Wednesday, July 15, 2009

Chris Hipp, 1961 - 2009

Life is sometimes truly unfair... Chris Hipp, passed away yesterday, and the world is a poorer place for it.

There's a character on a TV beer ad called "The most interesting man in the world". Hipp was the real life incarnation of that invented person.

He was one of those extraordinary people whose actual life was far more interesting than anything one could make up: He started out as a semi-pro cyclist in Texas, competing against the likes of Lance Armstrong, and started an SGI reseller in Dallas just when 3D graphics and DCC started to make a real impact in the market. He then founded RocketLogic (later RLX systems) and, in the process, invented Blade Servers and created an entire market, for which he never got anything close to real credit.

Later, he moved west to California, and co-founded Orion Multisystems (where we worked together), a company that built deskside supercomputers, and helped usher in the age of low power supercomputing, and green computing in general.
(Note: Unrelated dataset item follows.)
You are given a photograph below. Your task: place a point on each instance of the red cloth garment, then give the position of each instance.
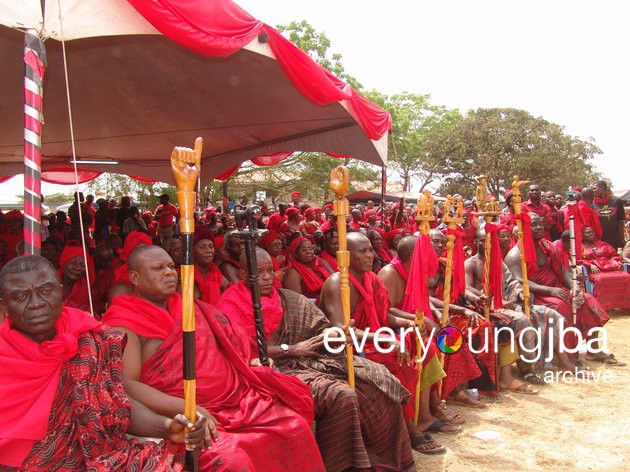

At the time of his passing he was working for DWave who build quantum computers, and along the way, he championed, nurtured and helped a number of companies to get funding, and develop partnerships. He was a visionary who was always happiest at the bleeding edge, and made it his mission to ensure that technology, big or small, had a fighting chance to make an impact, and to change the way people think.

His incessant fascination with other people, and the things they were doing, compelled him to go out of his way to make friends with interesting and creative people, in many fields. Whenever I was with him, at a trade show or an event, it seemed like he knew almost everybody of importance in both the High Performance Computing and the Cycling world, and they knew him too (there are *many* cool and off-color stories). At a show like SC, it would take him 2 days to walk the floor, just because of bumping into people he knew. I think I only ever managed to introduce him to a handful of people he didn't already know, or hadn't already met.

Through it all, one had the sense that even though he had achieved so much, he wasn't close to being finished helping to change the world.

He was infinitely curious, and technologically was attracted to the innovative, the meaningful and the cool. He deeply loved his companera, Lorraine, his cats, cycling, technology and the Chipotle burritos at Maria Elenas in Alviso. He was also one of the few people I called a friend.

I'm having a hard time dealing with the fact that a voice that was so full of life is now silent. Damn.